Payments industry prepares for POPIA

The time for the Protection of Personal Information Act (POPIA) has arrived with companies expected to be fully compliant by 30 June 2021. What this compliance means, and how organisations are expected to achieve it, depends on the sector, the company’s existing security posture, and how far it has already gone towards achieving the mandates outlined by the Act.

POPIA was promulgated in 2013 and came into effect with a twelve-month ‘grace period’ from 1 July 2020.

The recent poll undertaken by ITWeb and KnowBe4 – receiving 176 responses with 70% of respondents being at executive or middle management level – found that 64% of respondents believe they had sound routines in place for reporting data breaches, but 18% indicated they don’t.

“Not a week goes by without another data breach hitting the news. Organisations need to prepare for security incidents such as data breaches,” says Anna Collard, SVP of content strategy and evangelist at KnowBe4 Africa.

The Act also could not anticipate a global pandemic in which working from home has seen 52% of survey respondents on POPIA readiness admit that working from home due to the COVID-19 pandemic has affected their privacy programme¹.

For the payments industry, organisations have to commit to providing individuals with their data protection rights and have privacy measures focused on achieving the best personal information standards in line with the law.

Karen Nadasen, CEO of PayU South Africa and Chairperson of the Ecommerce Forum SA (EFSA) explains, “We want to be part of making sure that organisations – small, medium and large – understand and meet the requirements of the Act and that we, at PayU, support the spirit and purpose of POPIA. Our commitment to privacy principles is clearly outlined on our website.”

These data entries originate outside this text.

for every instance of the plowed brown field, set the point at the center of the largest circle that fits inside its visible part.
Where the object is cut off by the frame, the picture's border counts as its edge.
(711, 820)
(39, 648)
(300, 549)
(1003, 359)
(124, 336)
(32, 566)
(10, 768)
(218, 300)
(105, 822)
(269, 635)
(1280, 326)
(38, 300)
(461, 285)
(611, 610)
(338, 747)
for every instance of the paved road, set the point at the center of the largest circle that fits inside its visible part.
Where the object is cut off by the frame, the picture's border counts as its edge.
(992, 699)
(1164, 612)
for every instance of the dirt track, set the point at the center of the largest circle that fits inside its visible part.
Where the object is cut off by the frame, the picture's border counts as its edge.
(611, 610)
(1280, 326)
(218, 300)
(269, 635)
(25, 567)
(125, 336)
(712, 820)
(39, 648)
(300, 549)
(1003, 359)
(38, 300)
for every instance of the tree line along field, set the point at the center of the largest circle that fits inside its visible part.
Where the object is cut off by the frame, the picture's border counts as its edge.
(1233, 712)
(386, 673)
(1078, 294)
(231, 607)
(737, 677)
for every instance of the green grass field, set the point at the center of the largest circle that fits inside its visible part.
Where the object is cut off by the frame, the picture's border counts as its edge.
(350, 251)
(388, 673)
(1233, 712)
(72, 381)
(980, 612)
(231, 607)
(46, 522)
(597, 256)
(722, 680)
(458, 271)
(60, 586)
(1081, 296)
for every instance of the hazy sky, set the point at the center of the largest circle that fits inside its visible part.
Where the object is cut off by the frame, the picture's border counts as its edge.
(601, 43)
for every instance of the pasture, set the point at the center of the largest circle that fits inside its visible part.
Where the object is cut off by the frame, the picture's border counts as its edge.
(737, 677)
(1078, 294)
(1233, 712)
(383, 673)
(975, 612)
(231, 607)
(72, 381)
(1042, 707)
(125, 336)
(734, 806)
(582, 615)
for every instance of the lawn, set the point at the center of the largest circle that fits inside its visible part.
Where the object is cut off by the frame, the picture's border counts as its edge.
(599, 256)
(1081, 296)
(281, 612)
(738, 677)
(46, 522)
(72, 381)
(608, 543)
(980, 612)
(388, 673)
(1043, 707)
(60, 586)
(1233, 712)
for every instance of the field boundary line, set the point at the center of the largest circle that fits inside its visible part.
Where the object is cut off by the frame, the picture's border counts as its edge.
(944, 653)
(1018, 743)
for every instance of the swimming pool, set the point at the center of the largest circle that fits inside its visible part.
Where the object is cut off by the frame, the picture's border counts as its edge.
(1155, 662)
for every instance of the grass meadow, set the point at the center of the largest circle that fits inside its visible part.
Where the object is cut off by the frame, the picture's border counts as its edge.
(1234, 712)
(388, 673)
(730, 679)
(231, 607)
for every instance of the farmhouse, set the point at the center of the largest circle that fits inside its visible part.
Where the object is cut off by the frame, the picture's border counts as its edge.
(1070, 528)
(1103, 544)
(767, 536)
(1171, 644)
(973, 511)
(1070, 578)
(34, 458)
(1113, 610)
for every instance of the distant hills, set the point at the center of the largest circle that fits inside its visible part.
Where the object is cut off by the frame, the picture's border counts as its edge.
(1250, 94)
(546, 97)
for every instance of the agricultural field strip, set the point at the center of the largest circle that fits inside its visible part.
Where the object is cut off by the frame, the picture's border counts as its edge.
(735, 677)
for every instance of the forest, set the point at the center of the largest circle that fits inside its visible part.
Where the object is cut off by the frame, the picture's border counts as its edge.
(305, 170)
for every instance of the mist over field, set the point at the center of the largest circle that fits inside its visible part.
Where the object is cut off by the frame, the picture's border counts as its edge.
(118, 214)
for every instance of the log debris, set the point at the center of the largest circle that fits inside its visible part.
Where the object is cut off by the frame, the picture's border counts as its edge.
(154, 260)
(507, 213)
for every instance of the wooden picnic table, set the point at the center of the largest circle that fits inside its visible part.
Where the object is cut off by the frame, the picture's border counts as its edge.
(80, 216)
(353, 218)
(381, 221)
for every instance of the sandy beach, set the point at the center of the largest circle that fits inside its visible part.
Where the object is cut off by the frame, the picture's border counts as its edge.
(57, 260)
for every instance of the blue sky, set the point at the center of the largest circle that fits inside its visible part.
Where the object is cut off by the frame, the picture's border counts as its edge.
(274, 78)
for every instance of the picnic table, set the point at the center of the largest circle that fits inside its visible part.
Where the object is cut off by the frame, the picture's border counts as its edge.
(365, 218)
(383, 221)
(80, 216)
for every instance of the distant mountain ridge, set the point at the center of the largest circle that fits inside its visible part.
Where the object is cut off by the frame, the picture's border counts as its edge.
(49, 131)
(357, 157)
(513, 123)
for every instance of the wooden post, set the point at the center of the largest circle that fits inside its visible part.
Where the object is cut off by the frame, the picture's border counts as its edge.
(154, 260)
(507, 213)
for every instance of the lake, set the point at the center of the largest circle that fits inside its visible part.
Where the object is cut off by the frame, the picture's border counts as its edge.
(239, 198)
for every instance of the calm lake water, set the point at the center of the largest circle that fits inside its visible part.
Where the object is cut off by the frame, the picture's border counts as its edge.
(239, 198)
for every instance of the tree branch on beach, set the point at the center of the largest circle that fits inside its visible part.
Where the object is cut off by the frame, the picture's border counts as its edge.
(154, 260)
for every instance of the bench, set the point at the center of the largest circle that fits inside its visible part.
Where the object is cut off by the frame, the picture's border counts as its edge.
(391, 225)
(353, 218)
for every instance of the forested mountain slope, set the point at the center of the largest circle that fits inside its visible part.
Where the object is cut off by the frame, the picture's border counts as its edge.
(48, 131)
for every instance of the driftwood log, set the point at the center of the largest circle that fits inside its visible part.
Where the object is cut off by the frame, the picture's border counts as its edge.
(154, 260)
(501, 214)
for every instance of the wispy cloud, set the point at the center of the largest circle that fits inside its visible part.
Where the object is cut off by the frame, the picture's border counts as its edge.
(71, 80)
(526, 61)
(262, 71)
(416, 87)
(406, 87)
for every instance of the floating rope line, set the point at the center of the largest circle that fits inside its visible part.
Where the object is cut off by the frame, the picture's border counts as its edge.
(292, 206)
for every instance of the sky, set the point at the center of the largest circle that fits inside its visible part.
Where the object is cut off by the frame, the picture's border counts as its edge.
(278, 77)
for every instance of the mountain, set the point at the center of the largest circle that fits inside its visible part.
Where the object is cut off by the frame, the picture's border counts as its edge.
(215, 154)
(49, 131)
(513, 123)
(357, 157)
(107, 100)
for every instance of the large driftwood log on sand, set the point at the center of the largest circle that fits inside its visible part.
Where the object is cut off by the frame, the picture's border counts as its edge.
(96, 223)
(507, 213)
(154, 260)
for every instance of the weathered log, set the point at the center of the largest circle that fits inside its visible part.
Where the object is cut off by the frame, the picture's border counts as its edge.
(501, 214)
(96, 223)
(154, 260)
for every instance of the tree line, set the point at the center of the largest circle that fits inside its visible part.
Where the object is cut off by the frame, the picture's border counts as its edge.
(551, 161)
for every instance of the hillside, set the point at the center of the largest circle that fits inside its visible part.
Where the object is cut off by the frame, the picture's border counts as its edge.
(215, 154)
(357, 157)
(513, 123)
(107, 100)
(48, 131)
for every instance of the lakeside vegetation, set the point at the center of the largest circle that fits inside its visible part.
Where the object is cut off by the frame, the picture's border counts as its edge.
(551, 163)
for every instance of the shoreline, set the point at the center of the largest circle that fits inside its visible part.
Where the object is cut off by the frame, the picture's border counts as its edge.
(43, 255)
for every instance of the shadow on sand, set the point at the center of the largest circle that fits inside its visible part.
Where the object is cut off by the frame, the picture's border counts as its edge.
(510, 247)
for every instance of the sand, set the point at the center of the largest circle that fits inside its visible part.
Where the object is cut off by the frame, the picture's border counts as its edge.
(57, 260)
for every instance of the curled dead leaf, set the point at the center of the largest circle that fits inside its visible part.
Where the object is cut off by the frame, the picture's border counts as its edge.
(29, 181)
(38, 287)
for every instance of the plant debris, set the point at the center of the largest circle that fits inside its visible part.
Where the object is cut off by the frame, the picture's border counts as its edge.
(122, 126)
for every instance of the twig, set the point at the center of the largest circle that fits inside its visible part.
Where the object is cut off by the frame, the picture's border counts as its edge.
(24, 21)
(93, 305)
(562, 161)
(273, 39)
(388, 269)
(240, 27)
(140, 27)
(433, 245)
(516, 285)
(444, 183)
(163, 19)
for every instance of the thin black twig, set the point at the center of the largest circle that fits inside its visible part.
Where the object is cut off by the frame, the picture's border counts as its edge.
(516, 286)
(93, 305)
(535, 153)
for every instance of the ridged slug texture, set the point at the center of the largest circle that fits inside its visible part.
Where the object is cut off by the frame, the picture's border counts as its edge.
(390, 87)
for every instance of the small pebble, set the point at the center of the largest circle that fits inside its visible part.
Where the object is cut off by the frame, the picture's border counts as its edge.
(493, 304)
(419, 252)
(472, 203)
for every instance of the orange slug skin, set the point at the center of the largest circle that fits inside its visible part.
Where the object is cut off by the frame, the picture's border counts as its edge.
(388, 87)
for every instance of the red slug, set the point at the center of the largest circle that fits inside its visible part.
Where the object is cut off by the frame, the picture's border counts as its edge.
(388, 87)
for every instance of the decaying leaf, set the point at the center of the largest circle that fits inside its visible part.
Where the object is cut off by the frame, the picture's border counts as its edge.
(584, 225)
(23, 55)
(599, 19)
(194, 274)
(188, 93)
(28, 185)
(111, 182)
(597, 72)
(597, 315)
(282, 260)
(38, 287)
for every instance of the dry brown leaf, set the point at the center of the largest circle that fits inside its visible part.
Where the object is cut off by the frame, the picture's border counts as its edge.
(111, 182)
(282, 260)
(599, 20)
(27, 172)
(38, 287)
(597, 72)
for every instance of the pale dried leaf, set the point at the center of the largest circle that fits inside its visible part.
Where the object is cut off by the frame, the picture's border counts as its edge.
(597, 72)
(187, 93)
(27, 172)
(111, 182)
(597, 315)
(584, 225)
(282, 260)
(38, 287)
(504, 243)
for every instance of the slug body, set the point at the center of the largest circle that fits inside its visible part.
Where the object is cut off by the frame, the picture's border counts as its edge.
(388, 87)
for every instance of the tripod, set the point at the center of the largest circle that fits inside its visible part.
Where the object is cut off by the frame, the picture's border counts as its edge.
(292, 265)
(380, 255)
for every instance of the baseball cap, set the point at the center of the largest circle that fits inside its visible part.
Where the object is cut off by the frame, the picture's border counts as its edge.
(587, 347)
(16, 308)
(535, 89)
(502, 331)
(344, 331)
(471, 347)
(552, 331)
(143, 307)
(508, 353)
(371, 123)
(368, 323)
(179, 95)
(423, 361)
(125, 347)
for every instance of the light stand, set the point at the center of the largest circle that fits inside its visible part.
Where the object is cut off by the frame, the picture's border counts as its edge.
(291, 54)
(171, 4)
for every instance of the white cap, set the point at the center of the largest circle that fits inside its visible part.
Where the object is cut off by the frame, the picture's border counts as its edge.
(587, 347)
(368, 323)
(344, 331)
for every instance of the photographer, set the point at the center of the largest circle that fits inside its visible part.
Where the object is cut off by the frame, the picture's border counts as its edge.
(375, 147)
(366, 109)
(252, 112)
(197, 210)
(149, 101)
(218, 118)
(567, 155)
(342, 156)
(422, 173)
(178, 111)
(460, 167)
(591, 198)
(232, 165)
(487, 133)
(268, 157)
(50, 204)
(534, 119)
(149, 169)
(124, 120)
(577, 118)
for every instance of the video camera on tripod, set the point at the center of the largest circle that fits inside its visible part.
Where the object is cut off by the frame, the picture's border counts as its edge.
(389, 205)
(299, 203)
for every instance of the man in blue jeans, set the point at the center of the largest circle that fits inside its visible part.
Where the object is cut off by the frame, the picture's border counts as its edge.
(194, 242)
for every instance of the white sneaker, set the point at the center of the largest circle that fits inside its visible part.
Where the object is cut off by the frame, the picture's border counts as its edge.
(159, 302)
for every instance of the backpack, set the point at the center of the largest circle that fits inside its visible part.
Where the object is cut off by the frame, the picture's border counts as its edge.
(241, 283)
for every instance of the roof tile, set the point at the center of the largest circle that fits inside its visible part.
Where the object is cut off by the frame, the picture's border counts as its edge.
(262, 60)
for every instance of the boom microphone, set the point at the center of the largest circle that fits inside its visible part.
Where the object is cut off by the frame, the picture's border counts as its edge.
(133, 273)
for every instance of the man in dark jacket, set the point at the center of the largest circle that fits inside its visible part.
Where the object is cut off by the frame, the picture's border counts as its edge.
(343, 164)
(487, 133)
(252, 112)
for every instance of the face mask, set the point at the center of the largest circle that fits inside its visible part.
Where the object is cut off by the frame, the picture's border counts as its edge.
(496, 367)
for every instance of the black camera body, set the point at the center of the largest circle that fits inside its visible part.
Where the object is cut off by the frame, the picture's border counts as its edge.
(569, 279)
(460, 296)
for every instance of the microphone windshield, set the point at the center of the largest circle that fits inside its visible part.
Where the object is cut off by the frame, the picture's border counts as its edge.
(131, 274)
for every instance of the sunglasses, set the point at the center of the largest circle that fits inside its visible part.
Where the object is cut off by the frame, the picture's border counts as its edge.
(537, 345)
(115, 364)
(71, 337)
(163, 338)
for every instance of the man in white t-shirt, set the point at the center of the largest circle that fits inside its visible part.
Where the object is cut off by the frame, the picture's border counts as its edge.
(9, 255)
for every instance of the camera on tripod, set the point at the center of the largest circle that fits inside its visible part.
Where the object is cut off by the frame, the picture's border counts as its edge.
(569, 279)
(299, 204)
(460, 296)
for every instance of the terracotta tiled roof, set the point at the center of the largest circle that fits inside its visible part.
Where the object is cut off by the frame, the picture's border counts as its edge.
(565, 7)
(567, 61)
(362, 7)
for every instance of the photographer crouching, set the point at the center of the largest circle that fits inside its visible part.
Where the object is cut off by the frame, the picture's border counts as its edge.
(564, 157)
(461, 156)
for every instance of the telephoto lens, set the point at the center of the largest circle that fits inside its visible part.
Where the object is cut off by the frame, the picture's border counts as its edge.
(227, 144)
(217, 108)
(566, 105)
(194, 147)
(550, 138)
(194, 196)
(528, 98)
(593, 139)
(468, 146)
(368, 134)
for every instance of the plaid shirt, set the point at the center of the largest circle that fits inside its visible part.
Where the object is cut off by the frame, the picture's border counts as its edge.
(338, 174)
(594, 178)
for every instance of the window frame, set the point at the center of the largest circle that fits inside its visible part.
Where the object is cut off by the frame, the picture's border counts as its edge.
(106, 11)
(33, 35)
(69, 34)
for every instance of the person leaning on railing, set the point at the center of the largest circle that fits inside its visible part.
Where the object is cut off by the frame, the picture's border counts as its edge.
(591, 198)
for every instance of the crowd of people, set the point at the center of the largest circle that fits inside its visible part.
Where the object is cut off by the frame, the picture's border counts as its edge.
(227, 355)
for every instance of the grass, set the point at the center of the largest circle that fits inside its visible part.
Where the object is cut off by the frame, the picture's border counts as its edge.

Several steps must be taken to ensure that the business is ready for the implications of POPIA. Given the extent of data taken at the point of purchase, those in the payment industry must pay great attention to the requirements.

The areas that have received the most attention in privacy programmes are the education of staff (67%), tightening technical controls (61%) and identifying their personal information assets (66%), but there are many other factors to consider¹. The priorities include:

Appoint the right people

• Designate the right number of people who can assist you in meeting the compliance requirements of POPIA and that can help you to identify your key stakeholders.
• The Act has implemented numerous deadlines over the years and the first for 2021 is that organisations are required to appoint an Information Officer by 31 March and have been gazetted to start by 01 May 2021. There’s no penalty involved if the role is not appointed by this date, nor does the person have to be independent. The CEO will be the de facto Information Officer if no one is formally appointed. Their role is to undertake the compliance programme and to ensure that the organisation has done its data mapping, breach incident management report, and knows the location and status of its data.
• POPIA makes use of the structures already put in place by the Promotion of Access to Information Act (PAIA) that provides the toolkit that companies need to appoint an Information Officer and outline their respective duties and responsibilities under both POPIA and PAIA.

Ensure your compliance programme is ready

• Your compliance programme must meet the requirements of POPIA, including ensuring that data subjects have access to their data subject rights. In this process, you will need to identify if you are the party responsible for the data, or if you are the operator. If the latter, you have to develop and test your breach reporting process to the Information Regulator, data subjects and responsible parties.

Analyse your risk

• Determine the risks your company faces with regards to your processing of personal information. This is a multi-pronged approach that requires you know your data and perform privacy impact assessments for high-risk processing.
• You also need to know and define the legal bases required and be transparent when it comes to your data processing activities.
• It is also important to identify all the third-parties that you share personal information with, and to put a third-party management process in place. This can be further enhanced by ensuring that the mechanisms used to transfer personal information, both inbound and outbound, are secured correctly and meet the correct personal information transfer protocols.

People and culture

• It is as important to focus on the culture of the business and the training of your people as it is to focus on the minutiae of the law.
• Employees need to understand their role in ensuring the protection of personal information and security, and each person plays a pivotal role in strengthening compliance. A culture of awareness will help ensure that people understand, implement, and respect the constitutional right to privacy.

Assess your readiness

• The ITWeb and KnowBe4 poll found that “just under one-third (30%) indicated they were well prepared, while 39% said they were “somewhat” ready, but more work needs to be done, 14% of the respondents have only just started, while 8% admitted they are not prepared at all”, adds Anna Collard.
• Get systems and plans in motion, as swiftly as possible, to ensure that they are prepared for what POPIA will be bringing to the compliance and regulatory table. Payments organisations have to commit to providing customers with their data subject rights under POPIA.

Organisations looking for further information on how to embed POPIA compliance can visit the Information Regulator website.